Lube doesn't belong ON your chain, lube belongs IN your chain.  All that black slimy stuff that you see on the side plates and rollers is really doing nothing but gumming up the drivetrain and collecting grit.  And that grit doesn't just look ugly, it actually grinds down your components, shortening their lifespan.  So obviously, we need to get that grit and lube off your components, without removing all the lube from inside the chain (inside the rollers and the pins.)

Chain cleaning

To start your 15 minute cleaning, you'll need to spray down a clean rag with Simple Green or any other degreaser (biodegradable preferred of course.)  Once you've got a nice degreased rag, grab the chain by the sides and spin the cranks backward.  This will get the majority of the external lube and grit off the plates, but what about the rest of it?  Grab the chain from the top and bottom and then spin the cranks again to get the lube off the rollers.

Detailed chain cleaning.

This quick run through a rag won't remove all the dirt from the chain, so move forward to the chainrings.

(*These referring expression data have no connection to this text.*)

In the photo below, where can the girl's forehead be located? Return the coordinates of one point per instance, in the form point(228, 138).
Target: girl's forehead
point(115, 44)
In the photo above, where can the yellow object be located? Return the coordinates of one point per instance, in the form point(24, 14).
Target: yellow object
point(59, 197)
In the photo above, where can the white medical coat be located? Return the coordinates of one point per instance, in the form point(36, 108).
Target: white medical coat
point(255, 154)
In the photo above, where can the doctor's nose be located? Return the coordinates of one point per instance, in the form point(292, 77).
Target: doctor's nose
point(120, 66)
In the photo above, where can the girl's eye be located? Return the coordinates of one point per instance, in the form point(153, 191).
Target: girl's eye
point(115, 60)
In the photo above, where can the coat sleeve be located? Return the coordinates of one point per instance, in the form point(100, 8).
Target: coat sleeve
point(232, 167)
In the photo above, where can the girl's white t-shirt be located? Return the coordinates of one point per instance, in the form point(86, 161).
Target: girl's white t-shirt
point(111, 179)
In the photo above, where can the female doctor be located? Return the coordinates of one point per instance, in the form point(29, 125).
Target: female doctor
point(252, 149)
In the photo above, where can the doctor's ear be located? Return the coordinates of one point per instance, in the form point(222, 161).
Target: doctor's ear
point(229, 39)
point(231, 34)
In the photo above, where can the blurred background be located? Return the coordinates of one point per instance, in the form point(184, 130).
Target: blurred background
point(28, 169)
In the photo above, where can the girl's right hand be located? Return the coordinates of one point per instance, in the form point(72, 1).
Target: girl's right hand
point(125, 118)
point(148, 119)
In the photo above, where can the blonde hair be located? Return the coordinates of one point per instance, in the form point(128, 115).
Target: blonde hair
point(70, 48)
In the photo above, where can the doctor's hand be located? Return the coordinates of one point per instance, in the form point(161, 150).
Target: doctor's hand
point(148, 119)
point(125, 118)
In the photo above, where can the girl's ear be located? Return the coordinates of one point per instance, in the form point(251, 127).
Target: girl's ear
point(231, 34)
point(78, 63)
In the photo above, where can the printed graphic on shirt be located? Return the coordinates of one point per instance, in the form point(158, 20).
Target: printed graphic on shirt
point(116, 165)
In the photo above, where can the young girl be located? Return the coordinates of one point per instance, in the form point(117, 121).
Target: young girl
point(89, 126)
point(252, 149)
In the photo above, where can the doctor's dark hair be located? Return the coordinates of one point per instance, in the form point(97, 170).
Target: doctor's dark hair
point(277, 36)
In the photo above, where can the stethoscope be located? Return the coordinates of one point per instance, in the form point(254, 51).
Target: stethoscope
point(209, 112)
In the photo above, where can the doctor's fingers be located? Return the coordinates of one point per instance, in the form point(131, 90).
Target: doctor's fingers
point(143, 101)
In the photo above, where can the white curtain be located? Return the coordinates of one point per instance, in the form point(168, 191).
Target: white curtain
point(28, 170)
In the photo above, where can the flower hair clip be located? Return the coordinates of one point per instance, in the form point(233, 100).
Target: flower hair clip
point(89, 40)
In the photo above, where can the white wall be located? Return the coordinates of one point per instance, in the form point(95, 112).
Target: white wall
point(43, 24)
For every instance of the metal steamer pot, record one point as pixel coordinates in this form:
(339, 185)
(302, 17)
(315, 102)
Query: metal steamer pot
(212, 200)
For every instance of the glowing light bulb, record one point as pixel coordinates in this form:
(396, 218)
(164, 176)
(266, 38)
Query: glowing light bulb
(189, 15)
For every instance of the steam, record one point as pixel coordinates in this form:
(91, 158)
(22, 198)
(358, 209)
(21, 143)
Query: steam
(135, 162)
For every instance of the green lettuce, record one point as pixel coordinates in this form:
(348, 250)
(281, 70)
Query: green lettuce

Scrub the plates and rollers with a rag, using the large chainring to support the chain while wiping it down.  This will allow you to get more dirt and grit out of the inner plates of the chain, and help things run cleanly.

 

Cleaning jockey wheels Greasy wheels

It's no good cleaning your chain until it's sparkling, only to leave a greasy, slimy jockey wheel, cassette or chainring to gum it back up as soon as you pedal off into the sunset.  So, to keep your drivetrain spotless, use your fingertip to press your degreaser coated rag against the jockey wheels and spin the cranks.  You'll scrub off the crud and lube that's going to end up right back on your chain.  You can then wipe down the chainrings to get any of the remaining crud off of those as well.

 

Flossing cassette cogsFlossing your teeth

Or more precisely, your cogs.  Cassettes can harbor grit, grime and slime, transferring it back onto your newly cleaned chain.  So do something about it.  Spray the edge of your rag, and use the edge to “floss” in between each cog to remove all the old lube and dirt that accumulates there.  With practice, you can even use the rag to spin the cassette backwards, negating the need to ever touch the cassette.  No more greasy hands, right?

 

Clean drivetrainShining gem

Once you've performed all the above steps, spin the cranks backwards again and wipe the chain one final time to get rid of any lube that may have gotten back on it, and then step back and enjoy your work.  Your friends will be envious of all the time you spent cleaning your drivetrain, painstakingly removing each part and scrubbing it down.  Little will they know you did all that work in less time than it takes them to drink an espresso.  And the more you practice, the faster it gets.

As for the issue of relubing, since you're not immersing the chain in degreaser (only wiping off excess from the outside) you shouldn't need to relube too often.  Of course, if you're using my favorite lube Chain-L No. 5 you shouldn't need to relube more than every 500 miles.

 

Good luck, good hunting, go get that grime!